I saw THIRTY-TWO patients today. Out of my first 15 patients, 11 were school physicals for teenagers. That’s when I stepped out to speak with Ms. Grant to tell her that I would no longer see anyone above 13 (as is the norm for pediatricians in Jamaica), and that I would not see school physicals. I felt that they could adequately be seen by one of the three other MDs in the clinic. She rifled through my stack of charts and removed 15 or 20 charts. But before I could breathe a sigh of relief, 5 charts came, then 5 more, etc. I think the word was getting spread that a pediatrician was in the office! Alright!
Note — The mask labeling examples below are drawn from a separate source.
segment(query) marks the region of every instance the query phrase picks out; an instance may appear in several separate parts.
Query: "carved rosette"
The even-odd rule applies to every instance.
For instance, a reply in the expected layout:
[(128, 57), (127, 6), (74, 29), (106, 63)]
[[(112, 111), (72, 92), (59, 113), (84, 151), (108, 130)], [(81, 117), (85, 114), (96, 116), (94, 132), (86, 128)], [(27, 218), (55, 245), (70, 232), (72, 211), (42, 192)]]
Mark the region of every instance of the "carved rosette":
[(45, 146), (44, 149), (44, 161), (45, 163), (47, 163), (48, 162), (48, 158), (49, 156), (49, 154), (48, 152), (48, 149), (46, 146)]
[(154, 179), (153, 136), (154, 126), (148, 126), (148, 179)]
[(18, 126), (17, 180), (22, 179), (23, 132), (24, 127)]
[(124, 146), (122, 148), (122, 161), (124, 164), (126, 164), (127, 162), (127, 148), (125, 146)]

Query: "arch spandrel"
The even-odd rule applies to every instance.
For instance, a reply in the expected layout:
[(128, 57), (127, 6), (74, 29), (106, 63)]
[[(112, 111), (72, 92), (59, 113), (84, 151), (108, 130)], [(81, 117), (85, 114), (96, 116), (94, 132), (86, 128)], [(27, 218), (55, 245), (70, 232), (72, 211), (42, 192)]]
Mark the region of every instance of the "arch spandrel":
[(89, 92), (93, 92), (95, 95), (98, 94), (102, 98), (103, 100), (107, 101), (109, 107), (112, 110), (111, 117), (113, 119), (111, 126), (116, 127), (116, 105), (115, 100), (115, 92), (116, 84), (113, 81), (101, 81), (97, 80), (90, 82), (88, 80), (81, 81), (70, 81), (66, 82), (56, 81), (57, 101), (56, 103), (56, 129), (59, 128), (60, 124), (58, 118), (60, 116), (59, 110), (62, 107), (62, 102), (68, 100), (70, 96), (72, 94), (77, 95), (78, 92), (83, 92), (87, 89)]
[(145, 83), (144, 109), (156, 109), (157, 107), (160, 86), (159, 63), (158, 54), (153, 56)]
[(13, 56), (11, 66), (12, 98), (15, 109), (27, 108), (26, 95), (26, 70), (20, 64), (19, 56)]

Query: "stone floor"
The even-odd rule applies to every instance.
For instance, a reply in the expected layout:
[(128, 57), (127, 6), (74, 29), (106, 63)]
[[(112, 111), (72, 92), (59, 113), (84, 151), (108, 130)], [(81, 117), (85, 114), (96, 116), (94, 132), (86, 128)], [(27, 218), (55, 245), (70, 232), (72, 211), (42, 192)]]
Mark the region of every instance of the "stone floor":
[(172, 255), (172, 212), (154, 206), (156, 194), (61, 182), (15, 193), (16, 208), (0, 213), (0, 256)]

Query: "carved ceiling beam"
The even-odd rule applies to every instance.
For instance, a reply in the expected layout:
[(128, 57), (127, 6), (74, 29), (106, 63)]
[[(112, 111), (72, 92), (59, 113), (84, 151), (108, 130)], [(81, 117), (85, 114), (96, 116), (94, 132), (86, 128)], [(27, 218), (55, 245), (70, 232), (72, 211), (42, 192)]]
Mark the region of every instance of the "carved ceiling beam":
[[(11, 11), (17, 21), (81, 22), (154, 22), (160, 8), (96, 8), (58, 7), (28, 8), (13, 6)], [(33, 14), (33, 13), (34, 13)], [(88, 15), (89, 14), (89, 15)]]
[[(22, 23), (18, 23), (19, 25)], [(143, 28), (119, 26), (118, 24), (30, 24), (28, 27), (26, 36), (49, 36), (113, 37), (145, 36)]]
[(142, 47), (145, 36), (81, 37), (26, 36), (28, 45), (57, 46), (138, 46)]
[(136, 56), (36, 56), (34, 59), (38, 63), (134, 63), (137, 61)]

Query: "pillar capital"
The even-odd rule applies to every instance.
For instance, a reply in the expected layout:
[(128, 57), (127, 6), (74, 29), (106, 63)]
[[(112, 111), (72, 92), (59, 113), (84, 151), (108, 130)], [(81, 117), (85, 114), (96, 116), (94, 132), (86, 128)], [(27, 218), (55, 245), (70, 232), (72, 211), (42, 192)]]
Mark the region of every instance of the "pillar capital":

Most of the sick children I saw were presenting with fungal infections of their skin, scalp, and mouth.When I was examining one 4 year old boy whose came because of ringworm on his forearm, I saw a ring around his iris. The mother had never noticed it. This is called corneal arcus, and can be a common finding in those older than 50 years. However, in a child it can be an indicator of hypercholesterolemia. When I asked his mother she told me that her brother had died at age 27 because of heart disease. I sent this child to have his cholesterol and triglyceride levels checked. He will follow-up in two weeks, on Monday or Tuesday, so he can see one of us!
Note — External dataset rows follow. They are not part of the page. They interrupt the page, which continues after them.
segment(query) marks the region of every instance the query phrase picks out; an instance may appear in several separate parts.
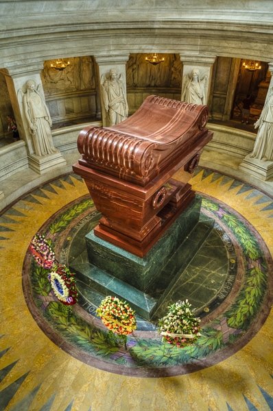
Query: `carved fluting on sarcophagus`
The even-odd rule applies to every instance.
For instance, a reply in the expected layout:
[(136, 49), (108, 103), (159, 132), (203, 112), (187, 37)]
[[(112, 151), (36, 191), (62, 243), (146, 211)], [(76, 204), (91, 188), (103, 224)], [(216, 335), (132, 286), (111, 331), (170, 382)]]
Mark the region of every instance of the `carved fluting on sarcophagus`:
[(202, 140), (208, 115), (206, 106), (150, 96), (116, 126), (84, 129), (80, 163), (145, 186)]
[(156, 162), (155, 143), (99, 127), (84, 129), (78, 144), (82, 160), (119, 178), (128, 175), (141, 179)]
[[(81, 132), (73, 170), (103, 215), (95, 236), (147, 253), (195, 197), (187, 179), (213, 137), (208, 115), (204, 105), (150, 96), (124, 121)], [(172, 178), (178, 170), (185, 179)]]

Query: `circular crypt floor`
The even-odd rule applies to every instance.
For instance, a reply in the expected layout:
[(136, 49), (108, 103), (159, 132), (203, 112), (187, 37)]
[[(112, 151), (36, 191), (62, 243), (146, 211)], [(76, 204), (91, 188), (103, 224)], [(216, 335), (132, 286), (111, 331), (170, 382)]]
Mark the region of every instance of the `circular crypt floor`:
[[(91, 373), (92, 370), (96, 369), (115, 374), (116, 381), (117, 375), (121, 379), (126, 375), (156, 379), (192, 373), (199, 375), (198, 373), (203, 373), (206, 369), (211, 370), (209, 371), (211, 373), (217, 369), (215, 369), (217, 364), (233, 361), (236, 353), (239, 353), (237, 362), (243, 361), (243, 357), (248, 352), (251, 342), (252, 349), (254, 347), (254, 350), (263, 352), (263, 360), (261, 358), (255, 366), (263, 367), (263, 370), (272, 373), (270, 360), (270, 356), (272, 358), (270, 345), (272, 344), (270, 324), (272, 323), (270, 309), (273, 288), (271, 223), (273, 201), (268, 195), (250, 185), (210, 170), (198, 169), (189, 182), (202, 199), (202, 218), (215, 220), (213, 229), (182, 273), (177, 287), (153, 321), (147, 321), (137, 316), (138, 327), (128, 338), (127, 350), (123, 347), (109, 345), (106, 338), (107, 330), (96, 316), (96, 308), (104, 296), (92, 289), (86, 289), (78, 281), (79, 303), (73, 306), (71, 317), (66, 317), (58, 310), (47, 279), (47, 272), (36, 265), (28, 251), (32, 238), (36, 233), (44, 234), (53, 240), (57, 259), (67, 265), (78, 255), (79, 249), (84, 247), (84, 235), (97, 223), (100, 214), (95, 210), (80, 177), (71, 174), (49, 182), (24, 196), (3, 214), (0, 217), (0, 246), (5, 261), (10, 261), (10, 264), (7, 264), (7, 279), (3, 283), (1, 302), (8, 332), (3, 334), (0, 341), (7, 343), (10, 340), (14, 340), (21, 329), (27, 330), (24, 340), (17, 339), (16, 342), (12, 344), (13, 349), (19, 345), (25, 356), (25, 372), (32, 370), (33, 373), (36, 370), (37, 373), (43, 369), (45, 373), (45, 366), (46, 369), (49, 370), (48, 362), (53, 360), (52, 356), (57, 359), (61, 372), (63, 364), (67, 364), (65, 356), (68, 354), (78, 362), (73, 363), (74, 371), (82, 369), (80, 366), (82, 363), (84, 364), (83, 366), (90, 367)], [(16, 256), (16, 258), (12, 258), (12, 256)], [(20, 267), (23, 273), (23, 294), (20, 291), (20, 276), (16, 274), (12, 281), (11, 277), (8, 276), (10, 271), (20, 273)], [(171, 347), (164, 349), (156, 331), (157, 319), (165, 314), (167, 303), (185, 299), (189, 300), (196, 310), (196, 315), (201, 318), (202, 336), (191, 349)], [(31, 316), (27, 315), (26, 306)], [(34, 327), (33, 319), (42, 330), (42, 334)], [(50, 349), (43, 335), (47, 336), (53, 343), (54, 345), (49, 345)], [(60, 349), (61, 355), (58, 351)], [(3, 349), (5, 350), (5, 347)], [(43, 356), (38, 360), (41, 350)], [(56, 367), (56, 362), (54, 364)], [(226, 364), (228, 370), (228, 362)], [(88, 369), (82, 371), (86, 376), (89, 373)], [(8, 370), (5, 375), (9, 372)], [(52, 377), (51, 372), (49, 373)], [(47, 379), (46, 373), (41, 382), (45, 378)], [(54, 393), (55, 378), (49, 390), (43, 388), (43, 384), (44, 397), (32, 395), (33, 404), (36, 402), (42, 406), (45, 403), (43, 398), (48, 398), (49, 401), (51, 398), (49, 394)], [(81, 389), (84, 391), (84, 378), (80, 376), (77, 378), (78, 386), (82, 386)], [(269, 392), (268, 377), (265, 375), (264, 378), (263, 386)], [(202, 384), (201, 380), (200, 384)], [(225, 384), (228, 384), (226, 380)], [(213, 390), (213, 384), (213, 384), (209, 384), (206, 389)], [(32, 384), (27, 386), (29, 388), (27, 391), (32, 393), (34, 385), (32, 382)], [(242, 386), (241, 392), (244, 391)], [(7, 389), (8, 388), (8, 385)], [(73, 393), (68, 397), (62, 395), (63, 401), (64, 397), (67, 403), (70, 398), (75, 405), (75, 397)], [(217, 395), (211, 400), (211, 410), (221, 409), (217, 408), (216, 397)], [(18, 399), (14, 399), (15, 395), (12, 394), (10, 399), (11, 398), (14, 403), (19, 403)], [(20, 401), (23, 401), (23, 398), (26, 401), (25, 396), (21, 393)], [(84, 398), (82, 399), (82, 403), (95, 403), (95, 400), (88, 403), (85, 394), (82, 398)], [(98, 401), (97, 395), (96, 398)], [(246, 398), (243, 398), (244, 407), (246, 403), (248, 404)], [(12, 401), (7, 410), (12, 409)], [(195, 401), (202, 403), (202, 395)], [(253, 398), (252, 403), (256, 403), (255, 401)], [(24, 409), (40, 410), (37, 405), (33, 404)], [(153, 409), (167, 409), (164, 406)], [(86, 405), (85, 408), (73, 409), (88, 408)], [(116, 408), (104, 407), (104, 409)], [(203, 403), (196, 409), (208, 408)]]

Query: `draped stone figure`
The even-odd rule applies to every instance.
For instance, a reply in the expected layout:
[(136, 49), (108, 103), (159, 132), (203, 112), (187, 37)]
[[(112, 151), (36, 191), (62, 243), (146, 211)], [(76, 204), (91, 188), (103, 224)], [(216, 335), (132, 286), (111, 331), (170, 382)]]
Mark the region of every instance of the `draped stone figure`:
[(102, 98), (106, 127), (115, 125), (127, 119), (128, 105), (125, 89), (115, 68), (111, 68), (108, 76), (102, 76)]
[(208, 88), (208, 77), (202, 79), (198, 68), (193, 68), (191, 77), (186, 74), (183, 77), (183, 90), (181, 101), (192, 104), (206, 104)]
[(257, 136), (250, 158), (273, 161), (273, 87), (268, 91), (260, 118), (254, 125)]
[(53, 143), (50, 129), (52, 121), (44, 97), (38, 88), (36, 88), (34, 80), (27, 80), (25, 86), (27, 90), (23, 95), (23, 110), (32, 136), (35, 154), (43, 156), (58, 153)]

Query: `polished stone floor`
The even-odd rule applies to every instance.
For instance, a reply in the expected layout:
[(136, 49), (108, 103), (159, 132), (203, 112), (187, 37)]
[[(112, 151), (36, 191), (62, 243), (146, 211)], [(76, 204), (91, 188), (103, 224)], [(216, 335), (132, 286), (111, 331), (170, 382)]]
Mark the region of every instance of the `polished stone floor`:
[[(47, 229), (60, 216), (78, 204), (79, 199), (86, 198), (87, 190), (82, 181), (75, 175), (66, 175), (23, 196), (0, 218), (0, 410), (273, 409), (272, 198), (257, 187), (211, 170), (199, 169), (190, 183), (205, 199), (204, 212), (217, 219), (219, 226), (215, 227), (214, 235), (223, 236), (228, 232), (236, 253), (228, 260), (233, 260), (235, 255), (241, 269), (237, 271), (228, 298), (217, 307), (212, 305), (208, 315), (203, 316), (203, 325), (210, 324), (218, 332), (218, 337), (226, 337), (226, 332), (233, 327), (221, 322), (224, 316), (221, 316), (223, 305), (228, 311), (230, 307), (234, 308), (235, 301), (240, 304), (239, 293), (246, 290), (243, 273), (259, 270), (261, 275), (268, 274), (265, 279), (266, 286), (261, 288), (263, 297), (259, 300), (257, 316), (251, 318), (250, 315), (246, 321), (248, 327), (241, 331), (241, 338), (229, 338), (232, 343), (216, 349), (211, 356), (210, 352), (203, 352), (203, 358), (171, 364), (167, 368), (153, 364), (153, 373), (147, 372), (151, 366), (143, 366), (143, 362), (131, 371), (123, 360), (119, 359), (117, 367), (114, 364), (117, 358), (112, 362), (97, 357), (94, 360), (71, 341), (68, 343), (58, 332), (57, 323), (45, 319), (36, 308), (29, 281), (31, 270), (27, 265), (27, 248), (33, 235)], [(95, 210), (92, 212), (96, 217)], [(223, 219), (229, 222), (228, 230), (223, 229)], [(87, 216), (85, 221), (88, 219)], [(232, 227), (230, 221), (235, 221), (235, 226)], [(79, 227), (83, 227), (80, 220), (79, 222)], [(56, 225), (54, 227), (57, 233)], [(60, 250), (64, 248), (62, 245), (67, 238), (71, 237), (69, 229), (56, 234)], [(224, 239), (226, 245), (228, 244), (226, 237)], [(215, 248), (215, 238), (211, 240), (208, 245), (211, 249)], [(253, 247), (259, 250), (259, 256), (250, 256)], [(201, 255), (201, 258), (205, 255)], [(246, 255), (251, 257), (248, 262), (244, 260)], [(249, 279), (246, 277), (246, 283)], [(255, 292), (255, 284), (251, 292)], [(33, 304), (29, 302), (32, 300)], [(209, 307), (210, 301), (206, 303), (205, 308)], [(88, 323), (92, 310), (85, 311), (84, 314), (84, 302), (82, 306), (79, 305), (75, 314)], [(241, 311), (242, 309), (241, 306)], [(239, 319), (238, 312), (239, 310)], [(141, 335), (141, 332), (145, 334)], [(147, 325), (145, 330), (143, 324), (136, 338), (141, 344), (152, 335), (150, 333), (154, 336), (154, 330), (147, 329)], [(156, 338), (150, 339), (152, 341)], [(213, 345), (213, 342), (211, 351)]]

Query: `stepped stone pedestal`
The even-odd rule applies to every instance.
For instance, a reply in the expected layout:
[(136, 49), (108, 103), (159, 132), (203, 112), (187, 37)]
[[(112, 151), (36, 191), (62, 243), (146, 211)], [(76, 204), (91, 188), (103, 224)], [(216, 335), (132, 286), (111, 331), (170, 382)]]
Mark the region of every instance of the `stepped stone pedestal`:
[(86, 236), (88, 261), (79, 256), (70, 269), (87, 287), (126, 300), (140, 316), (151, 320), (213, 227), (213, 220), (200, 221), (200, 207), (197, 196), (143, 258), (92, 230)]
[(204, 105), (149, 96), (124, 121), (86, 127), (78, 140), (82, 158), (73, 169), (103, 216), (86, 237), (88, 262), (80, 256), (71, 269), (147, 320), (213, 226), (200, 224), (201, 199), (190, 184), (172, 178), (196, 169), (213, 138), (208, 116)]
A seven-year-old girl was brought by her father who wanted to check if she had had sexual intercourse. He said she hadn’t told him anything, but that he heard “talk around the village”. I asked him to step outside and I spoke with the girl alone. She was speaking patois, but I could make out a few key words: “he touch me”, “he say me shut up”, “he lick me”. I wanted to make sure I wasn’t missing anything pertinent so I asked for a nurse to translate. The girl said that this event had happened “a while ago”. I examined her genitalia – the tear I saw was not fresh, but was most likely less than 2 weeks old. After discussion with the head nurse I found out what I had to do: fill out a referral form to the Child Development Agency (the closest one was in Highgate), place the referral in a sealed envelope, and have the father take the little girl to the agency today for a full investigation. If the father had been a suspect, then the head nurse said she would have arranged for someone else to take the girl to the Agency. Before she left, I gave the young girl prophylactic ceftriaxone and azithromycin, and treated a ringworm that I saw during her exam.


Lessons learned:
1. Only see sick patients. School physicals can easily be completed by a non-pediatrician.
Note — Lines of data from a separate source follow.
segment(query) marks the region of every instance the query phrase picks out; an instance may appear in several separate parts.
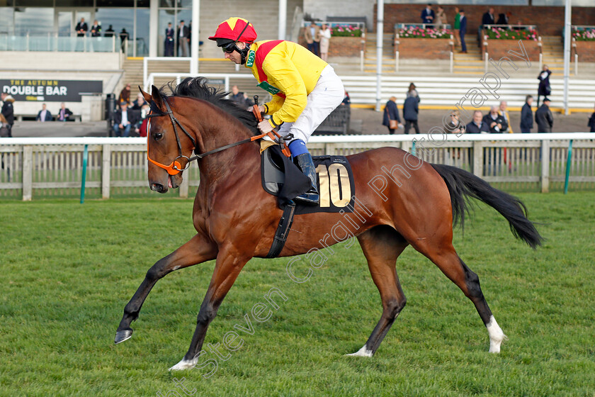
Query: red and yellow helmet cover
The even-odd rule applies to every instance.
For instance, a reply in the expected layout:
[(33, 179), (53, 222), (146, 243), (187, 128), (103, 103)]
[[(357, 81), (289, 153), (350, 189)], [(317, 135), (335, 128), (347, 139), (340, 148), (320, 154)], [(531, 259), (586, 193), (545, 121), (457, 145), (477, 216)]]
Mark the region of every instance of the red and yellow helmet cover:
[[(246, 23), (248, 24), (247, 27), (246, 26)], [(252, 24), (246, 20), (234, 16), (220, 23), (215, 34), (210, 36), (209, 40), (214, 40), (217, 38), (228, 38), (234, 41), (254, 43), (256, 40), (256, 31), (254, 30)]]

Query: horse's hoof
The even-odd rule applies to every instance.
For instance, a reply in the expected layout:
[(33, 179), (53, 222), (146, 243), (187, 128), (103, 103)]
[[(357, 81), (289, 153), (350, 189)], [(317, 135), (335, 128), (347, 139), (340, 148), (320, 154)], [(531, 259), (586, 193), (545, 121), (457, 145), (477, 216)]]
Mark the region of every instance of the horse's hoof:
[(182, 359), (182, 361), (169, 369), (170, 371), (183, 371), (184, 369), (192, 369), (196, 367), (196, 360), (186, 360)]
[(356, 352), (355, 353), (351, 353), (350, 354), (345, 354), (346, 356), (359, 356), (361, 357), (371, 357), (374, 355), (374, 352), (372, 350), (368, 350), (368, 348), (364, 345), (361, 349)]
[(116, 331), (115, 332), (115, 339), (114, 340), (113, 342), (118, 345), (118, 343), (122, 343), (125, 340), (128, 339), (130, 339), (130, 337), (132, 336), (132, 330), (128, 329), (128, 330), (123, 330), (121, 331)]

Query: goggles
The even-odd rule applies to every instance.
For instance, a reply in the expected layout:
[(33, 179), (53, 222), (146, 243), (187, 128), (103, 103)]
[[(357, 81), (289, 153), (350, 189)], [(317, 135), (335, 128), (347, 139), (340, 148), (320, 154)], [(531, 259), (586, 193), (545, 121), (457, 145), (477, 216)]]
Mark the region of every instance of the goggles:
[(225, 45), (222, 45), (221, 49), (223, 50), (223, 52), (225, 52), (226, 54), (231, 54), (232, 52), (235, 51), (236, 49), (237, 49), (236, 42), (232, 41), (229, 44), (227, 44)]

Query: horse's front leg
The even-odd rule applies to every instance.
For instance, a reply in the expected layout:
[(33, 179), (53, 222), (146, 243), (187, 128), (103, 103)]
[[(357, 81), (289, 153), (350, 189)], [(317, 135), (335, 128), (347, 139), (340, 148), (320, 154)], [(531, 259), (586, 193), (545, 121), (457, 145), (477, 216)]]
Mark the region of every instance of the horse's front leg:
[(244, 265), (249, 259), (249, 257), (234, 247), (223, 248), (220, 251), (209, 288), (203, 304), (200, 305), (196, 320), (196, 330), (192, 337), (190, 348), (184, 358), (170, 368), (170, 371), (188, 369), (196, 365), (209, 324), (217, 315), (217, 311), (219, 310), (223, 298), (232, 288)]
[(138, 318), (142, 303), (151, 289), (166, 274), (184, 267), (214, 259), (217, 257), (217, 245), (203, 235), (198, 234), (188, 242), (157, 261), (147, 272), (144, 280), (124, 308), (124, 315), (115, 332), (115, 343), (124, 342), (132, 335), (130, 323)]

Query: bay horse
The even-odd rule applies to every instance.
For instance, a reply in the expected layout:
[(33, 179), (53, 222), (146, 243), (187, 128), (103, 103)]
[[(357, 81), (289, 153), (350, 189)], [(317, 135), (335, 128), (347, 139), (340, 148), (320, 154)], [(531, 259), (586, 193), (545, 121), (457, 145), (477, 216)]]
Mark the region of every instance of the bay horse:
[[(160, 193), (179, 186), (183, 177), (179, 170), (188, 166), (193, 152), (213, 152), (191, 159), (196, 160), (200, 172), (192, 214), (196, 235), (149, 269), (124, 308), (115, 342), (131, 337), (130, 324), (159, 279), (174, 270), (216, 259), (190, 347), (170, 369), (178, 370), (196, 365), (207, 328), (225, 295), (250, 259), (266, 256), (283, 211), (276, 198), (261, 188), (257, 142), (215, 152), (229, 144), (250, 140), (256, 133), (252, 113), (225, 99), (226, 93), (209, 87), (203, 78), (188, 78), (175, 88), (171, 83), (169, 86), (169, 96), (164, 87), (152, 86), (150, 95), (141, 90), (152, 109), (147, 138), (149, 185)], [(354, 210), (361, 220), (353, 234), (382, 306), (370, 337), (352, 355), (373, 355), (404, 307), (395, 262), (407, 245), (434, 262), (471, 300), (487, 329), (489, 351), (499, 352), (505, 335), (486, 303), (477, 275), (453, 247), (453, 228), (463, 223), (467, 200), (472, 197), (495, 208), (509, 221), (515, 237), (536, 248), (542, 237), (527, 218), (523, 203), (470, 172), (429, 164), (400, 149), (375, 149), (347, 159), (355, 182)], [(295, 216), (293, 232), (279, 256), (299, 255), (338, 242), (339, 238), (332, 237), (336, 234), (332, 228), (345, 220), (344, 216)]]

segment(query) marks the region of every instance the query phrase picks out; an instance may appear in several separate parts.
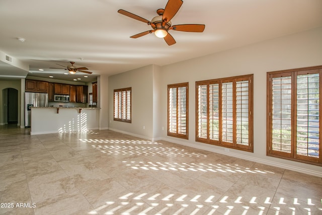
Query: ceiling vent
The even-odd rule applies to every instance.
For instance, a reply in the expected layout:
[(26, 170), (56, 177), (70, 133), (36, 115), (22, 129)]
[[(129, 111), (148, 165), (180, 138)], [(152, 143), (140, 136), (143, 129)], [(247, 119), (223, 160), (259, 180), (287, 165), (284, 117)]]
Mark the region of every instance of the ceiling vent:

2. Review dermal bacterial and fungal infections (I found this article to be very helpful). Study the severe presentations. I saw a child who had such a diffuse infection that he was losing weight! He’s coming back for a repeat visit in 2 weeks too.
3. Child protective service and child abuse service are rolled up into one: the Child Development Agency.

Note: All patient pictures were taken with the written permission of the parent accompanying the child.